Green Legacy at the Agritech4Kenya Challenge

14. Jul 2025 | General

Our technology in use for the future of agriculture in East Africa

On June 19, 2025, Green Legacy was one of only two companies from Austria invited to the Agritech4Kenya Innovation Challenge in Nairobi, Kenya – an international event that identifies and promotes promising agricultural technologies for the African region.

Our Managing Director Antonio de Vall personally traveled to Kenya to present our water-retaining soil additive Polygrain to a high-profile audience from the worlds of science, agriculture, start-ups, NGOs and politics. He was accompanied by a specially produced video, which highlights the functionality and impact of our technology.

What is the Agritech4Kenya Challenge?

The Agritech4Kenya Innovation Challenge was launched in 2024 by the international research platform CGIAR – Accelerate for Impact Platform together with local and global partners such as the International Water Management Institute (IWMI). The aim is to identify sustainable, scalable solutions for the challenges in the East African agri-food sector – and to provide targeted support for market entry.

The challenges are great:
Despite fertile soils, Kenya is dependent on food imports, and many smallholder farmers suffer from water scarcity, soil erosion, crop failures and a lack of market access. Agritech4Kenya therefore specifically promotes technologies that:

  • Increase yields in a sustainable way
  • Using and storing water more efficiently
  • Increasing resilience to climate change
  • Integrating women, young people and disadvantaged groups
  • Improving access to financing and markets

After a multi-stage selection process (300+ applications, top 25 in the boot camp), the best solutions were presented, honed and further developed in direct exchange with practitioners at a four-day innovation camp in Nairobi.

 

A solution for dry times

Our water-retaining granulates – especially Polygrain – address precisely those problems that characterize everyday life in many parts of East Africa: long dry spells, irregular rainy seasons, sandy soils, high seedling losses.

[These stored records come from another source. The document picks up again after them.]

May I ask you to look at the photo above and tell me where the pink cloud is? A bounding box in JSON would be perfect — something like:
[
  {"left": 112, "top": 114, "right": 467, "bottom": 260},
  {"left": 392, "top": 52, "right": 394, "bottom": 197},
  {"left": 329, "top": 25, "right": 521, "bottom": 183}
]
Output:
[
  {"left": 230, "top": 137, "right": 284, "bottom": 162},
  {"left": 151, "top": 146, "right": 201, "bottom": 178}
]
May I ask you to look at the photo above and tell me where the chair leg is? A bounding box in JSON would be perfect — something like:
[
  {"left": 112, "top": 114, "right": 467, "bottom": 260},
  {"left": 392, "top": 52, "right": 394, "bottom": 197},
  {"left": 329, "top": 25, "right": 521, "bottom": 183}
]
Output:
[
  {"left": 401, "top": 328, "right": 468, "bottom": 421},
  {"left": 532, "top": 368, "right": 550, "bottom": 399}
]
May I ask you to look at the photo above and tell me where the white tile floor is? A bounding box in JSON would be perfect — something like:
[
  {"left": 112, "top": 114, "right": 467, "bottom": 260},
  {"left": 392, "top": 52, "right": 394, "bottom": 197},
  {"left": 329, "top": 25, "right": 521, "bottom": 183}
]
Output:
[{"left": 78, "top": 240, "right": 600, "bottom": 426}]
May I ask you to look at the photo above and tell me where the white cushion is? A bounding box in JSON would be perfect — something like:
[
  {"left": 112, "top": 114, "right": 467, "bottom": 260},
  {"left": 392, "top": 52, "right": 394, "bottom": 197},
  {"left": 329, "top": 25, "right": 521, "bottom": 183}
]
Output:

Polygrain stores up to 200 times its own weight in water and releases it to plants as required, drastically reducing the need for irrigation. At the same time, it improves the soil structure and acts as a depot for nutrients. The technology is biodegradable, easy to use and ideal for small farms.

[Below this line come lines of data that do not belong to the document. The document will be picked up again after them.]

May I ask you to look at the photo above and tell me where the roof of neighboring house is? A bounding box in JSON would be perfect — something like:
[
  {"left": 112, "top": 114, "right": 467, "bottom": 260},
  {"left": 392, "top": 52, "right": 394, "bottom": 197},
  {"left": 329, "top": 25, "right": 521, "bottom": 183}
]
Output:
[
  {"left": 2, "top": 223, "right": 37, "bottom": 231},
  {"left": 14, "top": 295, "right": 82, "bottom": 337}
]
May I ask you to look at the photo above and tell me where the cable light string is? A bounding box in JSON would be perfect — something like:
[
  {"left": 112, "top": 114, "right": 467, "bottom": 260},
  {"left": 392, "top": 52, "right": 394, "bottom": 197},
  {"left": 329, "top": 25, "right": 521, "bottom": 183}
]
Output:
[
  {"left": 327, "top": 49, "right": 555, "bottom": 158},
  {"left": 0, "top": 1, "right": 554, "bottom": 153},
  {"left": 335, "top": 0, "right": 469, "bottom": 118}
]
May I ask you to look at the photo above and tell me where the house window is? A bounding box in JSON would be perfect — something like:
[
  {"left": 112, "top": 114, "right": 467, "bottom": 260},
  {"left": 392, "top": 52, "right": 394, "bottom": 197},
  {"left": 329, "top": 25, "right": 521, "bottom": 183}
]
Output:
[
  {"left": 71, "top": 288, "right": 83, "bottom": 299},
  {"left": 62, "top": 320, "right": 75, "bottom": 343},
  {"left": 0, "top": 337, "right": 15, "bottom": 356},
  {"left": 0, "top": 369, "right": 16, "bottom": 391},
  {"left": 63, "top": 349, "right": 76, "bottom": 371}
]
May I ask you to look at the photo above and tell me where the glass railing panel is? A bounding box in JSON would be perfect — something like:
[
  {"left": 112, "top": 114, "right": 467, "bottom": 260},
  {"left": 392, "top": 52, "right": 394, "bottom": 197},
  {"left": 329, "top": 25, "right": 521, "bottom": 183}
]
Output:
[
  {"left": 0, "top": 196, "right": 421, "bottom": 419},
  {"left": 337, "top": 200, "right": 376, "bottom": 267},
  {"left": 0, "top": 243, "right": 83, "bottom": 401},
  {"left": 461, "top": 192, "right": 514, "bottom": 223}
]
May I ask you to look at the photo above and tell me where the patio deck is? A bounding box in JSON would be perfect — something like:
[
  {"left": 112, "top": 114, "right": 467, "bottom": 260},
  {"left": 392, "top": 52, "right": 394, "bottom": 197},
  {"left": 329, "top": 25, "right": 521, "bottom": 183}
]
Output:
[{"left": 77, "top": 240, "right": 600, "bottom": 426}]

The appearance at Agritech4Kenya was not just a stage for Green Legacy – it was an opportunity to engage directly with Kenyan decision-makers, researchers and agricultural businesses. Application scenarios for fruit growing, forestry, vegetable cultivation and agroforestry systems were discussed together.

“We sensed how urgent the demand for pragmatic, ecologically sensible solutions is,” says Antonio de Vall. “Polygrain is not a high-tech toy – it is a technology that works, is affordable and has a real impact. This is exactly what became clear in Nairobi.”